The participants of the conference in the Heritage foundation helped the Director of National Intelligence, John Michael McConnell define how high Russia’s military threat is, taking account of the increase in investments in defense and the reform of the armed forces on the part of the Russian government. In February, 2005 Mr McConnell featured this issue in his annual report on evaluating threats to the USA. In the document presented to the Senate he argued that “Russia’s military officials have set to the restoration of the armed forces after a long and deep crisis, which started before the collapse of the Soviet Union.” Nevertheless the U.S. Naval Military College Professor Mikhail Tsypkin, the National Defence Professor of the Strategic Research Institute Stephen Blanc, the National Defense University Professor Eugene Rumer and Russian military analyst Alexander Golts stated with minor reservations that the reform of the Russian military forces was bound to fail.
The conference though began with an alarmist speech on Russia’s military threat by the Heritage Vice-President Kim Holmes, who served under Colin Powell as Assistant Secretary of State for International Organization Affairs till 2005. He declared that Russia was no partner of the United Sates and criticised the Bush administration for their “sentimental conclusions” regarding Russia. Mr Holmes went on, “Russia’s spending on its armed forces is more than we know, whereas democratic reforms have been rolled back in the country.”
The Heritage Vice-President underscored a boost in public spending on the construction of strategic bombers and allocating definite sums of money for military exercises. Kim Holmes didn’t mention any specific exercises, but according to the source of Ú in the White House, “There were large-scale military manoeuvres in the North-Caucasian and Leningrad military districts in 2007, with the Federal Security Service taking part. During the manoeuvres invading Estonia and Georgia was tested.”
In spite of the fact that the experts rendered the reform of Russia’s armed forces a myth, rather than reality, practically everybody agreed with the conclusion that the current state of the Russian army is far better than it was in the 1990s. “Compared with the situation 10–15 years ago, one can state that it has changed for the better,” said Eugene Rumer, stressing at the same time that the money invested in the reform of the armed forces was used to pay salaries to the military mainly, rather than to purchase modern arms and weaponry. Mr Rumer noted that “Considerable funds are allocated for particular departments, for example the Russian Airborne Troops (VDV) and the Military Space Forces (VKS), whereas the financing of the Navy, Army and Air Forces remains at the same level.”

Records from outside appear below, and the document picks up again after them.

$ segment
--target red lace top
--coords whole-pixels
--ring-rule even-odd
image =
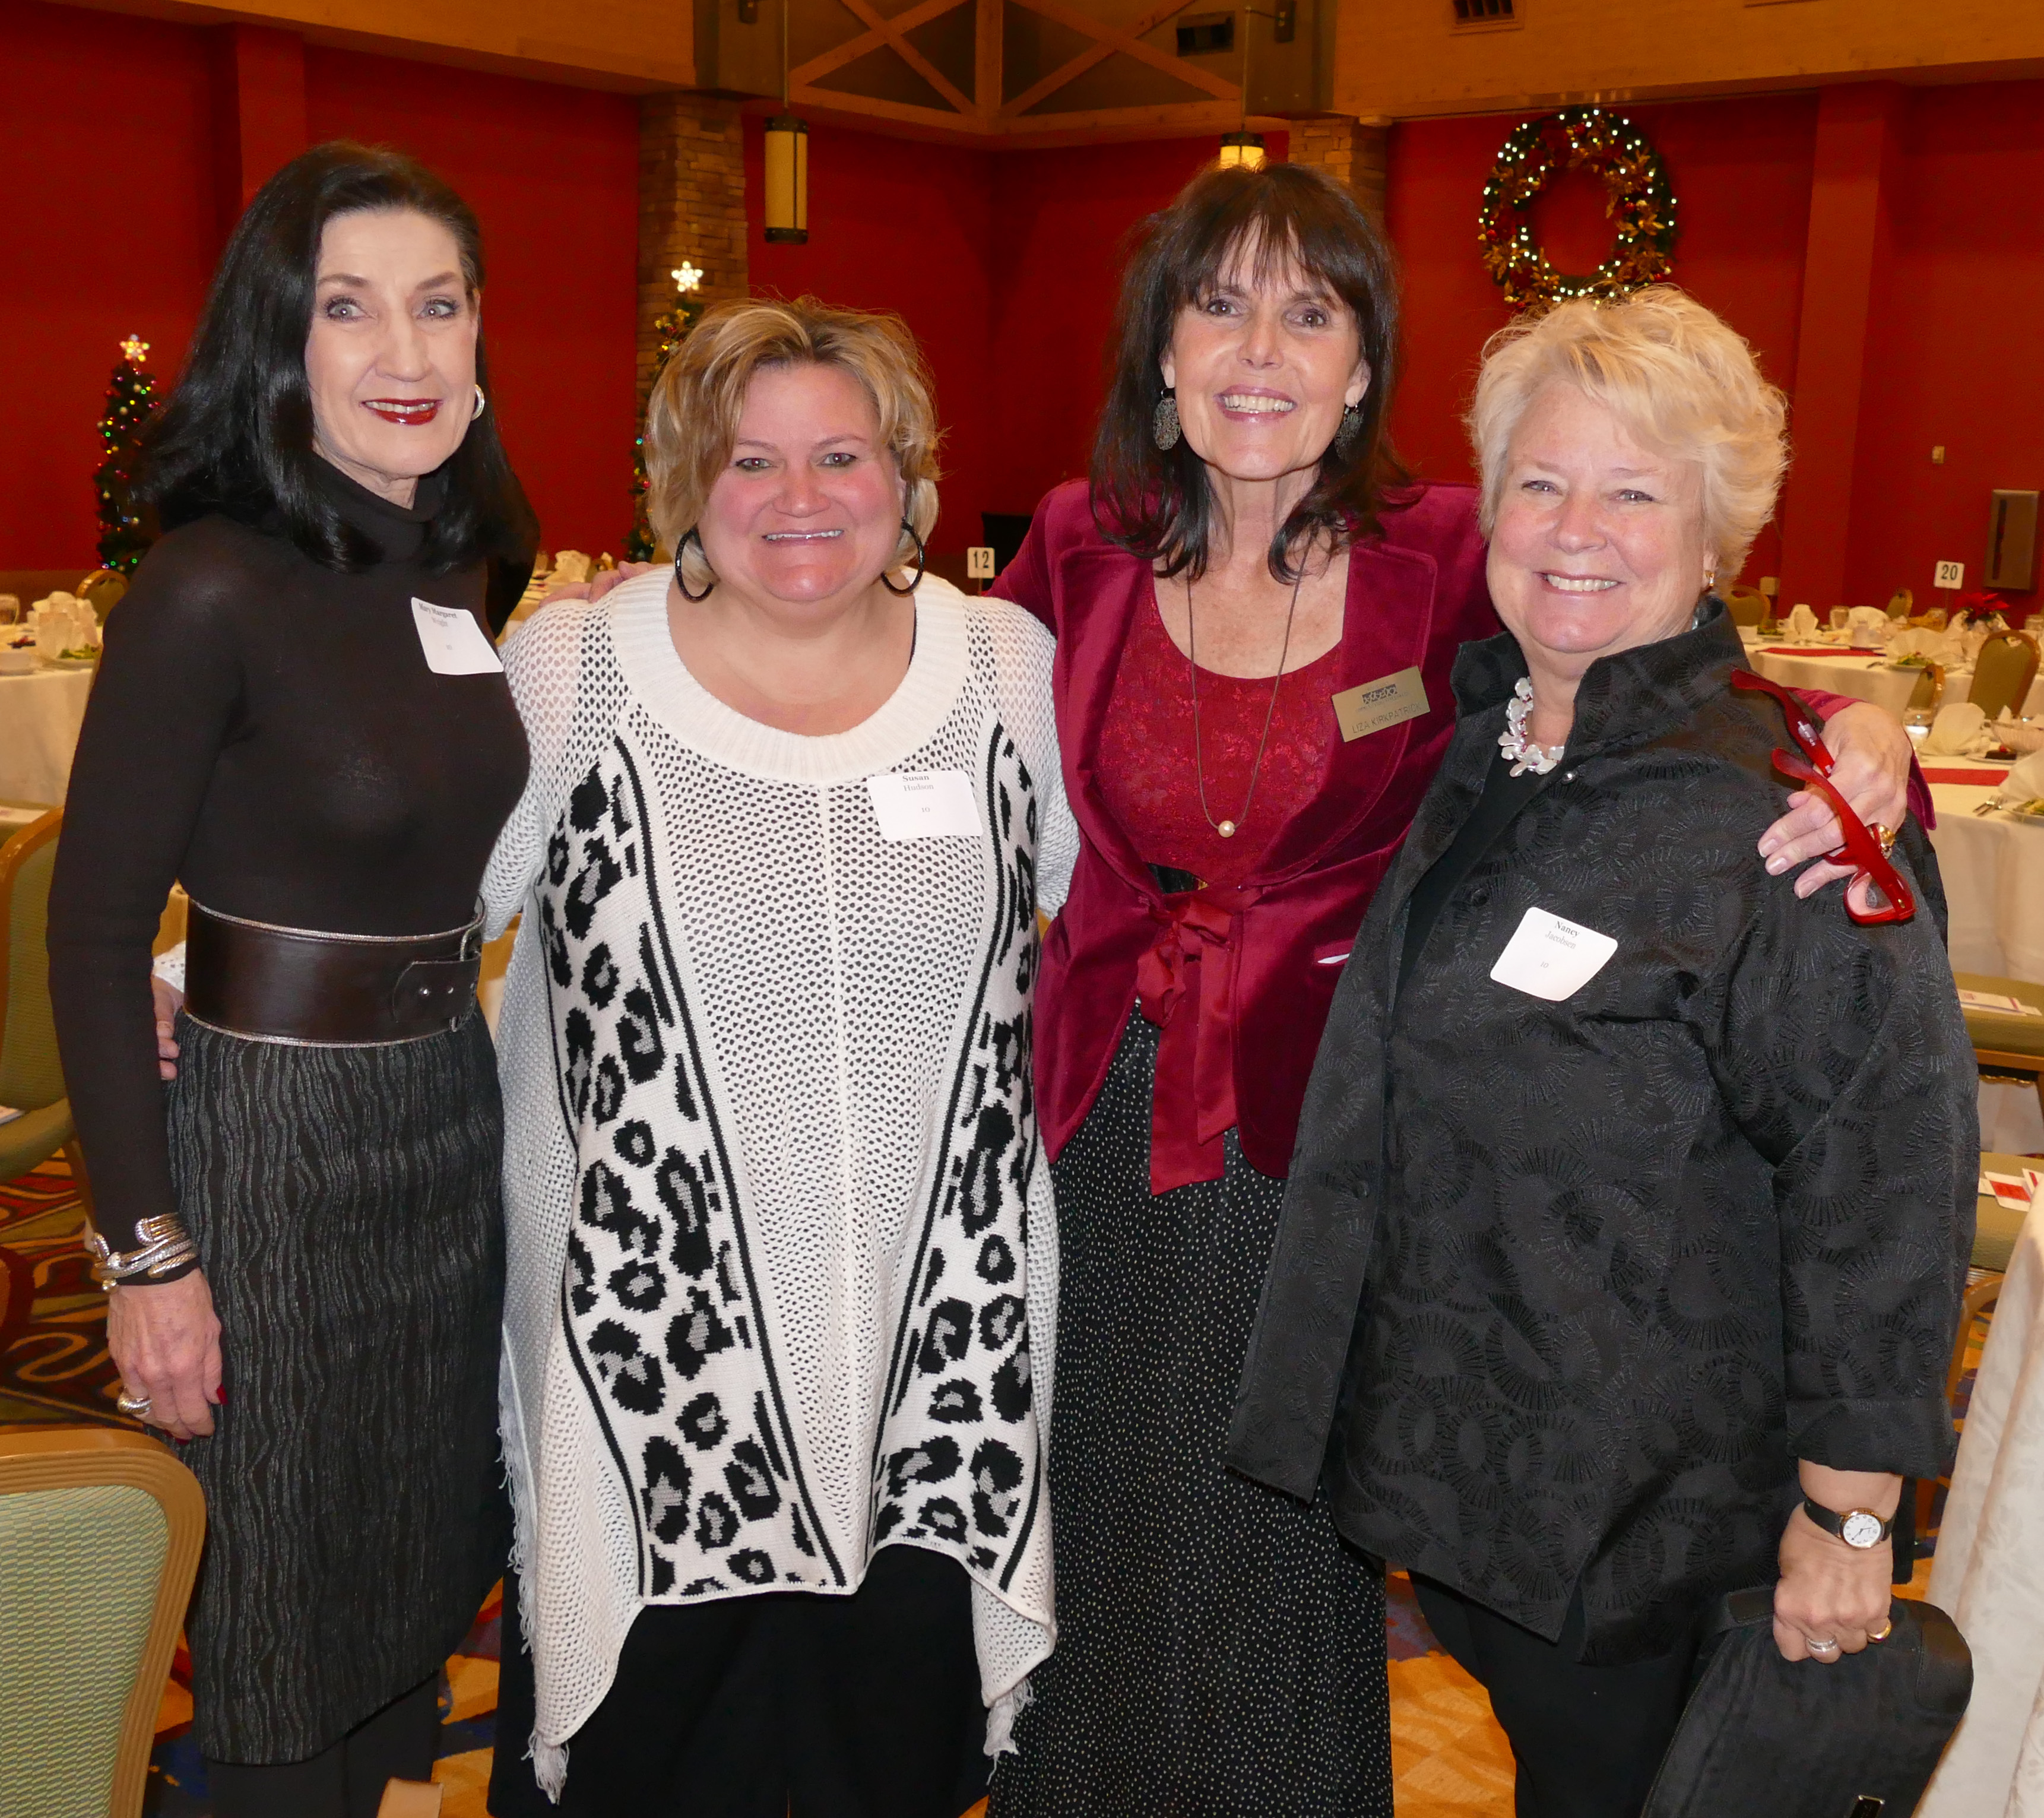
[[[1156,595],[1137,608],[1135,622],[1114,681],[1113,705],[1100,741],[1101,793],[1127,830],[1143,863],[1190,871],[1209,884],[1239,884],[1262,862],[1272,836],[1312,800],[1327,774],[1335,738],[1329,697],[1341,647],[1295,669],[1278,684],[1270,678],[1200,671],[1200,750],[1206,760],[1206,813],[1200,809],[1193,756],[1191,665],[1172,643],[1158,614]],[[1270,737],[1263,763],[1256,748],[1263,717]],[[1256,794],[1245,813],[1250,776]],[[1207,819],[1239,823],[1224,840]]]

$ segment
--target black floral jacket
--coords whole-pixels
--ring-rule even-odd
[[[1769,1582],[1796,1460],[1929,1475],[1978,1164],[1929,844],[1908,923],[1754,852],[1780,710],[1721,608],[1596,663],[1566,755],[1397,986],[1413,886],[1525,674],[1462,718],[1321,1044],[1230,1462],[1585,1658]],[[1491,978],[1533,909],[1616,938],[1549,1002]]]

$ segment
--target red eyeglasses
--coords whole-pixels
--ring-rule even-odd
[[[1764,675],[1756,675],[1750,669],[1735,669],[1731,672],[1735,688],[1757,690],[1771,694],[1781,709],[1782,717],[1788,724],[1788,736],[1795,741],[1796,751],[1785,751],[1778,748],[1774,752],[1774,767],[1784,776],[1793,777],[1805,789],[1813,790],[1831,805],[1831,812],[1838,817],[1838,826],[1845,834],[1845,844],[1830,855],[1834,862],[1850,863],[1854,867],[1852,882],[1846,890],[1846,913],[1863,927],[1877,927],[1884,922],[1907,921],[1916,913],[1915,894],[1902,880],[1901,874],[1888,863],[1888,855],[1881,848],[1881,842],[1866,823],[1853,813],[1837,786],[1831,782],[1834,759],[1824,744],[1823,731],[1815,717],[1795,694],[1778,682],[1770,682]],[[1800,752],[1800,755],[1798,753]],[[1862,885],[1868,889],[1862,894],[1869,898],[1869,906],[1854,906],[1853,892]],[[1878,906],[1875,906],[1876,899]]]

Stephen Blanc was the one to be most sceptical of Russia’s military might, proclaiming that the Russian armed forces were in a crisis. “It has lasted for 70 years at least,” Mr Blanc said. Professor drew attention to the fact that Russia’s military-industrial complex was unable to produce high-technology equipment and recalled the test of GLONASS (Global Navigation Satellite System), the “Bulava” (mace) missile and some of the air defense systems.
Concerning the export of Russian weaponry, Stephen Blanc pointed to the fact that “Russia is competitive in those regions where the West has no trade links.” He reminded of Algeria’s return of the MiG-29 fighters to Russia and the problem with the price and delivery date of the Admiral Gorshkov aircraft-carrier to India. “Russia may lose a part of the Indian arms market, which accounts for 25% of the overall Russian military export.”
Russia’s military doctrine was also excoriated by the experts. “It feels like Russia is surrounded by enemies only. They might believe millions of people from Roumania and Bulgaria to approach Russia’ borders,” Stephen Blanc said. He means that “Russia’s opposing the integration of the CIS (Commonwealth of Independent States) into the EU is the evidence of the Russian neo-imperial policy.” “Russia wishes it were gendarme of the CIS, just like in the times of Nicholas I,” Mr Blanc added.
Fritz Ermart, a former high-ranking CIA member, also present at the conference, summed it up for Kommersant. He said, “In the long run, the world will need a Russia with modern armed forces, because its friendly relations with China and the weakness of Southern Asia can vanish.” He then added, “Russians won’t be able to create modern and effective armed forces until their government becomes modern and effective.”